The new GG members explain how their hometown Grind City has taken over by a conglomerate known as Rokkaku along with their friend named Coining captured in the process. Players then discover that the Rokkaku plans on stealing the GG’s vinyl record to make a contract with the demon it possesses in order to take over Tokyo-to. The GG members eventually defeat the main antagonist Goji Rokkaku who was the CEO of the Rokkaku conglomerate in end and an interesting discovery was made. Despite, Coin’s fate being unclear its learned that Goji was driven into madnesses by wealth; the streets of Tokyo-to also become free following Goji’s defeat towards the end of the game. As far as gameplay is concerned Jet Set Radio had some cool modes despite being a single-player only game. The Rival Showdown Mode allowed players to unlock new characters. The Street Mode was also plenty of fun because players had two different options in terms of what type of gameplay they could partake in. While one option in Street Mode consisted of tagging turf areas the other involved spraying members of a rival gang.

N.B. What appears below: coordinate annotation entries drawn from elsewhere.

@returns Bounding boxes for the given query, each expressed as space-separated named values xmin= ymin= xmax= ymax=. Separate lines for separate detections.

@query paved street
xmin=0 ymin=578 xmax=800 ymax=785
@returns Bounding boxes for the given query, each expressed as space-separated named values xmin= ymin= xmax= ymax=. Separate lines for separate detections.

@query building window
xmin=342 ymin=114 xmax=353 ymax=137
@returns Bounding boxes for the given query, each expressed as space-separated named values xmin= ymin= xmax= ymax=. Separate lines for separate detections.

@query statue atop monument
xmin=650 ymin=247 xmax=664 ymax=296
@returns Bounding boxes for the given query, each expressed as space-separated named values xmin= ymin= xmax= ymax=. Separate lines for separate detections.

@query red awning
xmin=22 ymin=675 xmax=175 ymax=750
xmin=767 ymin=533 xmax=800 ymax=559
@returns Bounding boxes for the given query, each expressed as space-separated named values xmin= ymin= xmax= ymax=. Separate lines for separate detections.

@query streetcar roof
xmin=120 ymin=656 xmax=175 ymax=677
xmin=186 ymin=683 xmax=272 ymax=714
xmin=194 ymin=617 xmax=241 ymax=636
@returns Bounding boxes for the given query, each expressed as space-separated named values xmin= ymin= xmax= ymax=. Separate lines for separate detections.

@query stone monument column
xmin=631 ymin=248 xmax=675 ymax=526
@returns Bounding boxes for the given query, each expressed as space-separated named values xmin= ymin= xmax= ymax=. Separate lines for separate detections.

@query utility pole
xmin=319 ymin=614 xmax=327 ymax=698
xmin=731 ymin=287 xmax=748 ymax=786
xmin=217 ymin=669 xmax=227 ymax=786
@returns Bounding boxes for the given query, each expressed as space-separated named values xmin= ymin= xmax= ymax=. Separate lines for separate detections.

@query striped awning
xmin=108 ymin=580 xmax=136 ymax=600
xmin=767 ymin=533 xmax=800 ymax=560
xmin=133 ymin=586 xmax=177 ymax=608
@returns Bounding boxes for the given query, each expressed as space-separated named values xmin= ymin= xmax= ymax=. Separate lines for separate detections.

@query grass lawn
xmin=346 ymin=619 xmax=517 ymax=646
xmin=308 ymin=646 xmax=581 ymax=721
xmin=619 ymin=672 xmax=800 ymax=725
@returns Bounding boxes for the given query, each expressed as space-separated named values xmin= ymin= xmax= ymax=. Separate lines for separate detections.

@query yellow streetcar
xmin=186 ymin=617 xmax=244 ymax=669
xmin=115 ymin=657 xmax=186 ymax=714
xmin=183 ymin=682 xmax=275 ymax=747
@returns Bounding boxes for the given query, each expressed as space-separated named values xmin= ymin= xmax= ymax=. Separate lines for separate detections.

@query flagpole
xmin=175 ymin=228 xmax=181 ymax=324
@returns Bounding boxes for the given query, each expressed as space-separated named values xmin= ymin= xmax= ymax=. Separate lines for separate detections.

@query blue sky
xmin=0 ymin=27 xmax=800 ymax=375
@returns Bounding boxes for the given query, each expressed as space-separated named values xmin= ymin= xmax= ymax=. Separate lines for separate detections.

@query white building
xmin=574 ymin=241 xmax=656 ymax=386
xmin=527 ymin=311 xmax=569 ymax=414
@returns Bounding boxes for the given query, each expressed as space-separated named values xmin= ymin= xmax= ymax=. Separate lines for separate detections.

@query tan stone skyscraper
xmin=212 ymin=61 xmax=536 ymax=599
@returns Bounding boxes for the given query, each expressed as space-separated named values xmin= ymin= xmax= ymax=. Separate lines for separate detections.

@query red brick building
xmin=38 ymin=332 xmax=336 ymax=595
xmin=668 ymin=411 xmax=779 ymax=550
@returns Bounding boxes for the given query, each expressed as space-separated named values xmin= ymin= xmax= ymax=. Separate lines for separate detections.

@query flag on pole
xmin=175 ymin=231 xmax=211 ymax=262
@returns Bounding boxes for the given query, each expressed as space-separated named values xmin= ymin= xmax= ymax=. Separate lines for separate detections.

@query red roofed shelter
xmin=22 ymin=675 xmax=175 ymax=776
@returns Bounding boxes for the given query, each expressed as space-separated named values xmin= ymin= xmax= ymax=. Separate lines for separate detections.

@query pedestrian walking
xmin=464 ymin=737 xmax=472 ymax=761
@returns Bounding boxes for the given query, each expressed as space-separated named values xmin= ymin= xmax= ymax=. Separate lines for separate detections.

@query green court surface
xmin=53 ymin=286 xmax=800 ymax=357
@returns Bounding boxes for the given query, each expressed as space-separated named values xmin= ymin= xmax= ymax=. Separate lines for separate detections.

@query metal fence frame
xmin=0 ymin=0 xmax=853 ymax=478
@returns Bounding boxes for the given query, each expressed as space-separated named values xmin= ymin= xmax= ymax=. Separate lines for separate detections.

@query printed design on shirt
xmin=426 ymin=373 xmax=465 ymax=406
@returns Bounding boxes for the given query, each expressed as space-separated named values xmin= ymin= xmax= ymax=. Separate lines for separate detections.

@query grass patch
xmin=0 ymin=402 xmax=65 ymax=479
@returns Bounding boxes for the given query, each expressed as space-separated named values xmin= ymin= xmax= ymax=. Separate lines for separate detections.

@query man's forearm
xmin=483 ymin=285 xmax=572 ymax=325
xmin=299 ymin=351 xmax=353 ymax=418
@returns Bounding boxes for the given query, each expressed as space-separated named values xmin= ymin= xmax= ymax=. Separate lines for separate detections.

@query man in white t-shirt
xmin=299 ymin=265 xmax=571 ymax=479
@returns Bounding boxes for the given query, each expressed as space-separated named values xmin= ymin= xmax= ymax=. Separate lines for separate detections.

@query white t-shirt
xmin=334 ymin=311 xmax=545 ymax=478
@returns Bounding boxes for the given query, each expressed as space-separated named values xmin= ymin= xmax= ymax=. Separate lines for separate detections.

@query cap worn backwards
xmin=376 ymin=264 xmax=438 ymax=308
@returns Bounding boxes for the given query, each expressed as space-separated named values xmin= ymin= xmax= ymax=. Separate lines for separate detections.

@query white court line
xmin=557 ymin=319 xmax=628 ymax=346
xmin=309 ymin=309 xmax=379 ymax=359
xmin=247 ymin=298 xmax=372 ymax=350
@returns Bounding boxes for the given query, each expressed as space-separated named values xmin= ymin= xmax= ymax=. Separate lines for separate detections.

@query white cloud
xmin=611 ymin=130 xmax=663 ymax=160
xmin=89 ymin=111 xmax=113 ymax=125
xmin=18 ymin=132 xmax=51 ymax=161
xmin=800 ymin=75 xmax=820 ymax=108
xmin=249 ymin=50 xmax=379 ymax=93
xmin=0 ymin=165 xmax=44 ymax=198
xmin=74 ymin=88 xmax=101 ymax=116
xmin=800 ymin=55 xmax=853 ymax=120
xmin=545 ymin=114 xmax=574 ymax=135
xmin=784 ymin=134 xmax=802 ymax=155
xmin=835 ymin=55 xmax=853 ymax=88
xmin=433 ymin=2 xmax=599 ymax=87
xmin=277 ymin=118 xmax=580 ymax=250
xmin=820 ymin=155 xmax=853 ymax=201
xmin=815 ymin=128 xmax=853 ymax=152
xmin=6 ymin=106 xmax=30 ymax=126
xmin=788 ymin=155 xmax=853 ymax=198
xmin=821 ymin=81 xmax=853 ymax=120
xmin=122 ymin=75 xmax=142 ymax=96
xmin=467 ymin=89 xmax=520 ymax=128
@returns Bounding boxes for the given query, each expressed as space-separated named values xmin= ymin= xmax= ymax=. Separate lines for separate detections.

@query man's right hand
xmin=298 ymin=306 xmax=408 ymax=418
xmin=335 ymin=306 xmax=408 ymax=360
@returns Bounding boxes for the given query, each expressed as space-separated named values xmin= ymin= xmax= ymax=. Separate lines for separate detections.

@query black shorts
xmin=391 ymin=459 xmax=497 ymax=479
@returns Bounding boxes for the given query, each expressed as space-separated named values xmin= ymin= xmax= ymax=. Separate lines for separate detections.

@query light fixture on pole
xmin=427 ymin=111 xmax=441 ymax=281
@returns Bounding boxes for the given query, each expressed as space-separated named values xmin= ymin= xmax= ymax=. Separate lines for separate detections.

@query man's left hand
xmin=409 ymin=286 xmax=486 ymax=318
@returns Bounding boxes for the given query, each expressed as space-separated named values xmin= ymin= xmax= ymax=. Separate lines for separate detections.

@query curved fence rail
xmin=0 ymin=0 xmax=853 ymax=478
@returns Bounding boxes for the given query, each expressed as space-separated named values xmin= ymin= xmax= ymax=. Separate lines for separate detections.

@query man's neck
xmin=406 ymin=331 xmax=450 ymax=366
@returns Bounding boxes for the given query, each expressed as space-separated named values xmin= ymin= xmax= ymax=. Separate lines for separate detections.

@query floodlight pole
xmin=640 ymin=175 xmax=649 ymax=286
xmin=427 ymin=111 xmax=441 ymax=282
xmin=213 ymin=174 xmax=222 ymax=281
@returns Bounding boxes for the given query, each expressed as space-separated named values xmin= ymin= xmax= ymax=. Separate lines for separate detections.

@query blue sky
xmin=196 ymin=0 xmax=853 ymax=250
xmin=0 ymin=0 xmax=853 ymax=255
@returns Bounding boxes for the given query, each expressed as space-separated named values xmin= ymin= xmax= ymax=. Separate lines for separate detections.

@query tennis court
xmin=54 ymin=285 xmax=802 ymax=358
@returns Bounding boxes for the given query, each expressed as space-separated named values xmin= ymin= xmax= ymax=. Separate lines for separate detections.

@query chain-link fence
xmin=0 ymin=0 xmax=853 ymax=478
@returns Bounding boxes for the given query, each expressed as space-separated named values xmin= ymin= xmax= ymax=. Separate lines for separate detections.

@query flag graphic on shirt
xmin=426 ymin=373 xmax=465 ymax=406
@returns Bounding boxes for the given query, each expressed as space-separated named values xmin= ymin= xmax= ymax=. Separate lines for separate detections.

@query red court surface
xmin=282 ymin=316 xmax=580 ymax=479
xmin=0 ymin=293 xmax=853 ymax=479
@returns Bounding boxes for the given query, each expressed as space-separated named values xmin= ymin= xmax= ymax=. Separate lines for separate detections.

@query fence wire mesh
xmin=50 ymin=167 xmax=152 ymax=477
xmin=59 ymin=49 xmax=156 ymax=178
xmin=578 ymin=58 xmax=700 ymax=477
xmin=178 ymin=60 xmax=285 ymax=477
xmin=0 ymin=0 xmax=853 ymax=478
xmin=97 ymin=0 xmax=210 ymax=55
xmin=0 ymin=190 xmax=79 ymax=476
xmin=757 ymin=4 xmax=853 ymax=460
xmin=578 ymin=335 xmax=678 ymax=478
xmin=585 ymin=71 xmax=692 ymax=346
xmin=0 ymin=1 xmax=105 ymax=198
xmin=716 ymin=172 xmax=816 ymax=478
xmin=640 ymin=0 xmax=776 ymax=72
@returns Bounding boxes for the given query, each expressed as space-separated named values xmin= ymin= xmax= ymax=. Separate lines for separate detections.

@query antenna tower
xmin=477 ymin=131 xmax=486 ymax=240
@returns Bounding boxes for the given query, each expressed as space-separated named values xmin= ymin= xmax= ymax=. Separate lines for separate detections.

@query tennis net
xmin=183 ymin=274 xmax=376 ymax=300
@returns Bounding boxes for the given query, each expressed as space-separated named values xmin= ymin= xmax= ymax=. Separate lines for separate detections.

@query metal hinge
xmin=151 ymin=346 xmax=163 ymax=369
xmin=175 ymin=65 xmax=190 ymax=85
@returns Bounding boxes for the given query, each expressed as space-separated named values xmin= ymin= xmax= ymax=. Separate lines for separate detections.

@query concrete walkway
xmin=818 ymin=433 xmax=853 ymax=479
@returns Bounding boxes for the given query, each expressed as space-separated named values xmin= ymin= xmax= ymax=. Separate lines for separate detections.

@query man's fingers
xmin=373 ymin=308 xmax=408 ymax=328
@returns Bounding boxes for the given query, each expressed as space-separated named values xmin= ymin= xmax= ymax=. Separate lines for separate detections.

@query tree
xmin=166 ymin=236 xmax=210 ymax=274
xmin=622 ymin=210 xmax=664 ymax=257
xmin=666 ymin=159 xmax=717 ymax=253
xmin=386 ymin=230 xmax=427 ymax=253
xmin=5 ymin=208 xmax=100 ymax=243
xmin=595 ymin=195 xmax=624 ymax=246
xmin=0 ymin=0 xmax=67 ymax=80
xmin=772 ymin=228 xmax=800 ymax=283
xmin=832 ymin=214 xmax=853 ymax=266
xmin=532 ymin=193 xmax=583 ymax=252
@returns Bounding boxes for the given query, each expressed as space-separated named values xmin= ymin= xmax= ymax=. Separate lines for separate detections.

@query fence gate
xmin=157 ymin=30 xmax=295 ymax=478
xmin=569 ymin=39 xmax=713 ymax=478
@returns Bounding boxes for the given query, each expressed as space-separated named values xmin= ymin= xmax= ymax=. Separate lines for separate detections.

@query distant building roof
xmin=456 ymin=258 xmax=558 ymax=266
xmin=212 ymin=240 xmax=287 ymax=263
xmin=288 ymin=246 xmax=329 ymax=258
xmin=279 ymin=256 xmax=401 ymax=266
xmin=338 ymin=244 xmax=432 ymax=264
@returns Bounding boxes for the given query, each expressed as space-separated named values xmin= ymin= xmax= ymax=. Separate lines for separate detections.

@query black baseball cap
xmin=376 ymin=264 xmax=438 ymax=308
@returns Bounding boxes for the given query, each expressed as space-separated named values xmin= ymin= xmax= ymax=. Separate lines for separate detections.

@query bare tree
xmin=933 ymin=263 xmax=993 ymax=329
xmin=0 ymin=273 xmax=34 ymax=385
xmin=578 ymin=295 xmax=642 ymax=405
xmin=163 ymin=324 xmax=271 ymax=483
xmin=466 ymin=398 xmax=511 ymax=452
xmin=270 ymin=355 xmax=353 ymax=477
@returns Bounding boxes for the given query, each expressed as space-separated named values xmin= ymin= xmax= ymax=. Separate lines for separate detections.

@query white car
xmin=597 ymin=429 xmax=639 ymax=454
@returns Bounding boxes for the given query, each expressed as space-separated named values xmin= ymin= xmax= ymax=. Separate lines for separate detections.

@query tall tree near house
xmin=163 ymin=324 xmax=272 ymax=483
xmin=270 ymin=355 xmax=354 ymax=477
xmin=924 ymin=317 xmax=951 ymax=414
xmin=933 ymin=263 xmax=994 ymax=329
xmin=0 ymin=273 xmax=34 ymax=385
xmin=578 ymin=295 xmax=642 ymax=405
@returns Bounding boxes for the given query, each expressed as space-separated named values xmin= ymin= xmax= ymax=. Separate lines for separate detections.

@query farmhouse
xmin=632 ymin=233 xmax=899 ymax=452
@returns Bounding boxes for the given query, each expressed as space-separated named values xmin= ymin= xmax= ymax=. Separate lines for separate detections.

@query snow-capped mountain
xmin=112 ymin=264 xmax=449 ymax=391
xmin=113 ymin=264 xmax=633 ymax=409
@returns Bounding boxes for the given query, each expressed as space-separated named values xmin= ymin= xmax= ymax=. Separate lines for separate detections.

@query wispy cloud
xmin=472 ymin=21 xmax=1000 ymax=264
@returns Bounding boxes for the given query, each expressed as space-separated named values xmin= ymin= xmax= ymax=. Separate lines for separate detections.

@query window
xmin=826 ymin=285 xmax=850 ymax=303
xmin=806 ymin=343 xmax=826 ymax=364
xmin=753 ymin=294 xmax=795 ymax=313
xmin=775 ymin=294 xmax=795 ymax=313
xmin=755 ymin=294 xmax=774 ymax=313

The cool thing about the the Street Mode In Jet Set Radio is that its somewhat similar to Grand Theft Auto; law enforcement presence increases as players partake in more criminal activity in relation to graffiti. Players can eventually unlock Trial Mode through completing certain parts of the game which adds to the overall replay value of Jet Set Studio. Since its release for Sega Dreamcast Jet Set Radio was critically acclaimed by various gaming publications and has received several re-releases on game systems such as the PlayStation 3, Xbox 360, Microsoft Windows and PlayStation Vita in 2012. The storyline along with the cartoonish visuals with cel-shaded graphics made Jet Radio Radio standout; the game felt like it was ahead of its time since cel-shaded graphics did not begin to catch on in video games until the second half of the 00’s decade. Despite, the Dreamcast performing poorly in worldwide sales following its ’98 release Jet Set Radio from ’00 was definitely a timeless gem that emerged from Sega 128-bit game system.